The use of sodium-glucose cotransporter 2 (SGLT-2) inhibitors or glucagon-like peptide 1 (GLP-1) agonists is tied to lower rates of mortality compared with dipeptidyl peptidase 4 (DPP-4) inhibitors in patients with type 2 diabetes, according to new findings.
Researchers arrived at this conclusion following a network meta-analysis of 236 trials comprised of 176,310 participants with type 2 diabetes.
Each trial included in the analysis had compared SGLT-2 inhibitors, GLP-1 agonists, and DPP-4 inhibitors with each other, with placebo, or with no treatment, and included at least 12 weeks of follow-up.
Specifically, the researchers examined the primary outcome of all-cause mortality, and secondary outcomes of cardiovascular (CV) mortality, heart failure (HF) events, myocardial infarction (MI), unstable angina, and stroke. Safety end points included adverse events and hypoglycemia.

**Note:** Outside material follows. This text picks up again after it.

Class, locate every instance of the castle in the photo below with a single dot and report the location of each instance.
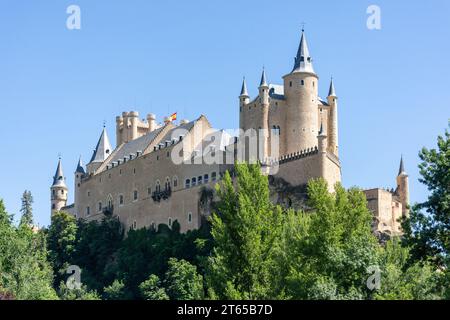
(158, 173)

Results indicated that SGLT-2 inhibitors (hazard ratio [HR] 0.80) and GLP-1 agonists (HR 0.88), were associated with significantly lower all-cause mortality compared with control groups.
In addition, both SGLT-2 inhibitors (HR 0.78) and GLP-1 agonists (HR 0.86) were associated with lower mortality compared with DPP-4 inhibitors, whereas DPP-4 inhibitors were not significantly associated with lower all-cause mortality compared with control groups (HR 1.02).
For CV mortality, SGLT-2 inhibitors (HR 0.79) and GLP-1 agonists (HR 0.85) demonstrated lower mortality rates vs control groups. Furthermore, SGLT-2 inhibitors were strongly associated with lower rates of HF events (HR 0.62) and MI (HR 0.86) compared with controls
However, the researchers noted that GLP-1 agonist use often demonstrated a higher risk of adverse events leading to trial withdrawal compared with SGLT-2 inhibitors (HR 1.80) and DPP-4 inhibitors (HR 1.93).
Zheng SL, Roddick AJ, Aghar-Jaffar R, et al. Association between use of sodium-glucose cotransporter 2 inhibitors, glucagon-like peptide 1 agonists, and dipeptidyl peptidase 4 inhibitors with all-cause mortality in patients with type 2 diabetes: a systematic review and meta-analysis. JAMA. 2018;319(15):1580-1591.